# Taking a Macbook apart - Help!!



## L200 Steve (Oct 25, 2005)

Having problems with the letter 'E' on my macbook keyboard

It either doesn't work at all, or seems to stick down causing an 'eeeeeeeeee' effect?

Anyone know any good emac book striping tutorials? I'd rather not get it wrong:wave:


----------



## cdti_sri (Jul 17, 2006)

try www.ifixit.com for tutorials


----------



## Jakedoodles (Jan 16, 2006)

Don't need to mate. Just pull the key off (gently, but firmly.) There will be a bit of pie/hair/crisp/sand/ down there. Or, you might be able to get away with blasting it with canned air. I had to take my key off though.


----------



## RP84 (Sep 3, 2007)

if its still in warrenty take it back and they will sort it out, the advantage of this is that if your macbook casing has any cracks, dents wear and tear they will replace the casing for you 

thats what they did for me when i had a problem with the usb port


----------



## philworrall (Nov 17, 2006)

But Steve, coming from Yorkshire you should know that your Mac is just trying to help you out eeeee by gum, eeeeeeh up.

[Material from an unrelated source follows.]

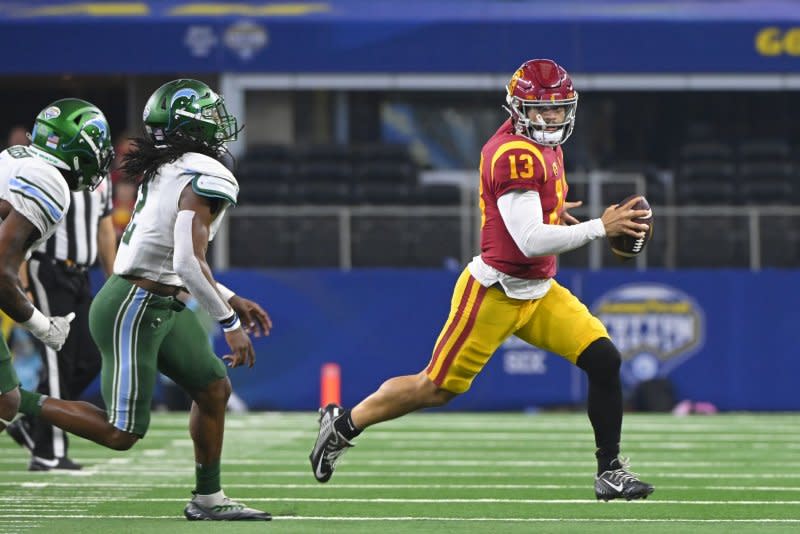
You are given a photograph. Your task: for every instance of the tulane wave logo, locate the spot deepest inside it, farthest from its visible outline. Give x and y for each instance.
(656, 328)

On a serious note the ifixit tutorial are pretty good, hope you get it sorted and if you do will you please post up the fix.

Thanks


----------



## RP84 (Sep 3, 2007)




----------



## Dave^ (Mar 22, 2007)

philworrall said:


> But Steve, coming from Yorkshire you should know that your Mac is just trying to help you out eeeee by gum, eeeeeeh up.
> 
> Thanks


lmao! :lol:

Saw you on Otley Rd yesterday Steve, just by the Halfway House....

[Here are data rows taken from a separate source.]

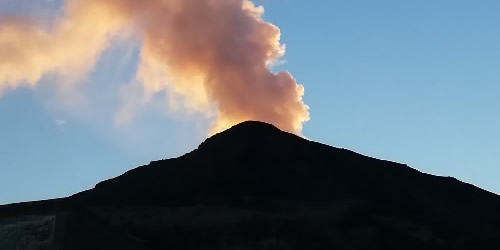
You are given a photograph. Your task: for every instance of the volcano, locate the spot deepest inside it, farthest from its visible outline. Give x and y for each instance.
(254, 186)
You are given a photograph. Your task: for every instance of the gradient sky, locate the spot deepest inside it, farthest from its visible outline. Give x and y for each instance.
(417, 82)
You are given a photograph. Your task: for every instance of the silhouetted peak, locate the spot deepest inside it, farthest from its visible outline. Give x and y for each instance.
(252, 127)
(248, 132)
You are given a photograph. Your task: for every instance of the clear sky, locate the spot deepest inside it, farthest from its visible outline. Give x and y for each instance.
(417, 82)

i would've flashed/waved etc, but i didn't want you wondering who the hell i was for the rest of the day, lol!!! :wave:


----------



## Epoch (Jul 30, 2006)

Dave^ said:


> lmao! :lol:
> 
> Saw you on Otley Rd yesterday Steve, just by the Halfway House....
> 
> i would've flashed/waved etc, but i didn't want you wondering who the hell i was for the rest of the day, lol!!! :wave:


Was he cycling (on one of about 5 different bikes) or in the (not spotless) truck?


----------



## Dave^ (Mar 22, 2007)

he was in the truck, couldn't swirl spot at 60mph.... :lol:


----------



## Epoch (Jul 30, 2006)

Dave^ said:


> he was in the truck, couldn't swirl spot at 60mph.... :lol:


You wouldn't have spotted any marring under the layer of muck lol

I still have Nanolex to put on it at some point


----------



## Dave^ (Mar 22, 2007)

Epoch said:


> You wouldn't have spotted any marring under the layer of muck lol
> 
> I still have Nanolex to put on it at some point


lol, didn't think it look THAT bad tbh..... i've seen it worse!!

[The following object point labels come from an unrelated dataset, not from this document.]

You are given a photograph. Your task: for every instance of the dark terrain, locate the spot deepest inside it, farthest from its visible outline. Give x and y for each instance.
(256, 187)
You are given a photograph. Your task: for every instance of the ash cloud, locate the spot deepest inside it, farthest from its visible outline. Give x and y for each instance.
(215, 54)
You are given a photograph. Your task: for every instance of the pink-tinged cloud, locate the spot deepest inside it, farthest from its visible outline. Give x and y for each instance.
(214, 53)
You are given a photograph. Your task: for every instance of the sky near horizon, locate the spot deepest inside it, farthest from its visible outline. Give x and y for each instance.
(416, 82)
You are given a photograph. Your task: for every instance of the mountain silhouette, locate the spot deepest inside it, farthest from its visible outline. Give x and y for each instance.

(sound like a stalker now!!! :argie: )


----------



## Epoch (Jul 30, 2006)

Dave^ said:


> lol, didn't think it look THAT bad tbh..... i've seen it worse!!
> 
> (sound like a stalker now!!! :argie: )


Wrong choice of icon at the end i think :lol:


----------



## Dave^ (Mar 22, 2007)

Epoch said:


> Wrong choice of icon at the end i think :lol:


jealous?

:lol:


----------